Created by Crystal Cawley of Portland, Maine
Before I could say a word, the hubby said, “Remind you of Grandma?”
“Yes,” I answered softly as memories of my mother came flooding in.
For as long as I can remember, Mother wrapped her hair in toilet paper and covered it with a silk sleep hat every night. From week to week when she had it washed and set again not a hair moved. If she could feel the wind blow through her hair she’d fuss that it was making her hair a mess. Still, not a hair moved, and I don’t remember ever touching her hair as that was an unspoken no.

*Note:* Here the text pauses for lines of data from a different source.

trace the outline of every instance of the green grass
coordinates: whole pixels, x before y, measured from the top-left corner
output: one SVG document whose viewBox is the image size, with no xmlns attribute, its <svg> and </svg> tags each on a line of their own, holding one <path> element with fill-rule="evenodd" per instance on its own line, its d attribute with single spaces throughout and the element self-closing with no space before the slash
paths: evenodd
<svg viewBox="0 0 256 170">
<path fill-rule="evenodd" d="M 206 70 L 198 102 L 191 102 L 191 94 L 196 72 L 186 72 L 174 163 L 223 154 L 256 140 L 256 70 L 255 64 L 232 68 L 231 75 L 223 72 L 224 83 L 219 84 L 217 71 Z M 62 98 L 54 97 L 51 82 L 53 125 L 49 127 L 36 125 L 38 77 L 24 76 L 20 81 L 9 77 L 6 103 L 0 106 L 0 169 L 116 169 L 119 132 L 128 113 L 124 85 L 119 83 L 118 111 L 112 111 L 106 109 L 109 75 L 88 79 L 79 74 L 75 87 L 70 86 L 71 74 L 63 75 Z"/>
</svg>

As time passed and I first married and then had children, this ritual continued and it became a family joke, not because we disapproved but because we found it humorous that Mother’s concern was always about her hair. It was as if it defined who she was, and maybe it did.
So for years the ritual continued. Then came the time when I would stop in to visit her after she’d had dinner. Sometimes she’d be in her gown playing solitaire or what she thought to be solitaire, but more often than not she’d already be in bed asleep despite the early hour. What was missing was the sleep hat.
For some reason I found that very upsetting. Her hair fixation was a part of life and seeing it become unkempt caused me to feel a little ungrounded. I began going over a little earlier to wrap her hair and cover it with the sleep hat. She’d question why and I’d answer lamely that it was to keep her hair from getting messed up. She’d respond that it would be OK in the morning after she brushed it. That didn’t happen.
It was something so simple but so significant that let me know that things were changing at a faster pace than I was prepared for. I had accepted the diagnosis of dementia, but as long as things continued in a somewhat normal fashion I had no idea what that really meant. Knowledge came quickly, and as any of you who have dealt with dementia know, the deteriorating process is emotionally painful. In her lucid moments, Mother said often, “Sometimes I think I’m losing my mind.” She was, but right until the end I had her hair done and in the few hours that it stayed nice, I could pretend that things were as they always had been.
Today is Mother’s birthday, and I hope she doesn’t mind that I have shared this little story. Her years of protecting her hair with toilet paper and a silk sleep hat are an endearing memory. Who knows, one of these days I may take up the habit!